After a slightly fumbling start, we decided to scrap the short-lived, practically plotless game in favor of picking up Paizo's Kingmaker, which I'd picked up some time before. Halfway through the first chapter of the AP, I managed to convince Ebon and my brother to find some time in their schedule to jump into the game with the rest of us, and as the colony of Iomrall began taking shape in-game, Finiens - as the world came to be called, courtesy of Scint and her Latin expertise - began taking shape out-of-game, thanks to a collaborative effort from our group. Scint provided a home for the avian-elves of the Ael-Vari by creating the Ancient Rome analogue of Divus, as well as creating the wilderness of Seredína and the cult-colony of Eirene, and helping me flesh out the disparate Olori Lands after their unified country of Olorunium collapses during the events of Kingmaker. She and Ebon likewise assisted with some of the geographical adjustments, such as moving Wachara into the southern hemisphere and Paziou into the northern, relocating the Senkaku Islands, and the addition of the fourth continent of Teremvor and creation of its inhabitants, the Goblinoid cultures of Finiens and the anarchic lizardfolk of the Ti'Larinn. And Ebon reminded me of our original ideas for the deities of Finiens, with the Five Aspects of Existence and the Avatars that served and represented them to mortals, allowing me to discard the conglomerate Greek/Roman/Norse/etc. placeholder pantheon I'd begun the campaign with.

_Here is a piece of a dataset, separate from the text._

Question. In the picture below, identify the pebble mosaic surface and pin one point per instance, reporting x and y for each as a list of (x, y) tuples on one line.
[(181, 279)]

Stir in a few unexpected developments, wild mass ad-libbing, and bizarre PC actions during the actual playthrough of Kingmaker and voila, here we are.

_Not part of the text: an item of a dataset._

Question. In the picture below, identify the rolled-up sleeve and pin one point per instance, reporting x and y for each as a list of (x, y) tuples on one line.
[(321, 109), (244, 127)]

Thanks to the developments of the campaign as well as Scintillae running her Council of Thieves game in Stormwind and Faceless running Rise of the Runelords in Paziou, the world has gotten several opportunities for almost all the major continents to see some level of development and attention, though admittedly Wachara has gotten the most for obvious reasons. Moreover, feedback from several commentators on Paizo's forums - from readers of the three campaign journals I've written to fellow supporters and fans of non-humanocentric campaign settings, nonstandard racial alignments, and exotic/monstrous playable races - have requested further information on the world, its peoples, its places, and its history, thus bringing us to the purpose of this blog: sharing Finiens with Paizo fans and the Internet.
So here it is. Hope you enjoy, and eagerly welcoming feedback, suggestions, and commentary.